Is such a transformation of Medicare risky? Not really.

The government has a whole lot of experience successfully managing such an exchange, transparently ensuring its equity and value. It has been doing so with the FEHBP (Federal Employees Health Benefit Plan) for the past 52 years. This system has insured all federal employees, currently covering 9 million people, including me when I was a senator — making it the largest employer-sponsored group health insurance program in the world.

The advantages of premium support are many.

Each senior is empowered with a choice of comprehensive plans, similar to what each member of Congress enjoys. Plans can rapidly adopt improved innovations in benefits and coverage rather than wait years for Washington to pass another law. And increased price transparency demanded by active consumers interested in making a value-based choice of plans will empower 50 million Americans to powerfully participate in reducing waste, continually squeezing the fat out of the system.

Premium support would reduce total spending by stimulating price competition among plans (just as has been observed with the Medicare prescription drug coverage structure created in 2003). Beneficiaries become more cost conscious in choosing a plan that best suits their needs.

No longer would doctor and hospital reimbursement be determined by Washington-based price fixing (and arbitrary, blunt, across-the-board cuts) but rather, by value to beneficiaries. No longer will federal centralized pricing of 155,000 service codes based on episodic and unpredictable review be necessary. A side benefit would be a reduction in the costly and distorting power of lobbyists and Washington-based special interests who thrive on managing this centralized price setting to their advantage.

Premium support makes Medicare sustainable longterm, and goes a long way toward reversing the debt and entitlement problems that threaten America’s future.

And what are the naysayers worried about? First, they say providing seniors with more choice is just too confusing. But seniors can keep what they have in traditional Medicare if they want. Second, they argue premium support simply shifts costs and does nothing to reduce the overall price of care. But aligning reimbursement with value and quality rather than quantity will minimize this shift.

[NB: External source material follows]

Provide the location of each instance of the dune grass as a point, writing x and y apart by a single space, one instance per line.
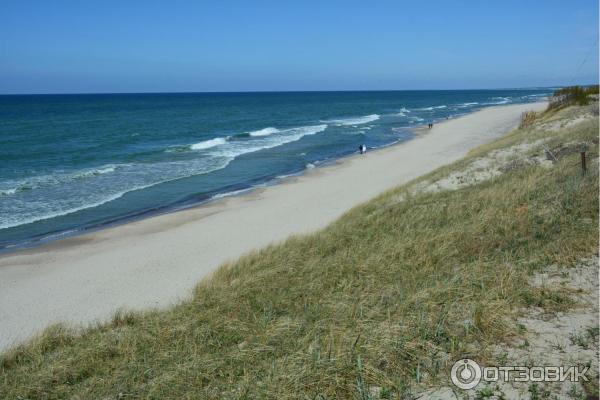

The premium support concept is neither novel nor new. Initially proposed in a bipartisan spirit by two congressmen in 1983, endorsed by two prominent health policy economists in 1994, supported by a majority of both of the last two presidential commissions, and more recently proposed by members of both political parties in Congress, premium support is the leading solution to achieve Medicare modernization for seniors and fiscal solvency for our country.


Dr. William H. Frist is a nationally acclaimed heart transplant surgeon, former U.S. Senate Majority Leader, the chairman of Hope Through Healing Hands and Tennessee SCORE, professor of surgery, and author of six books.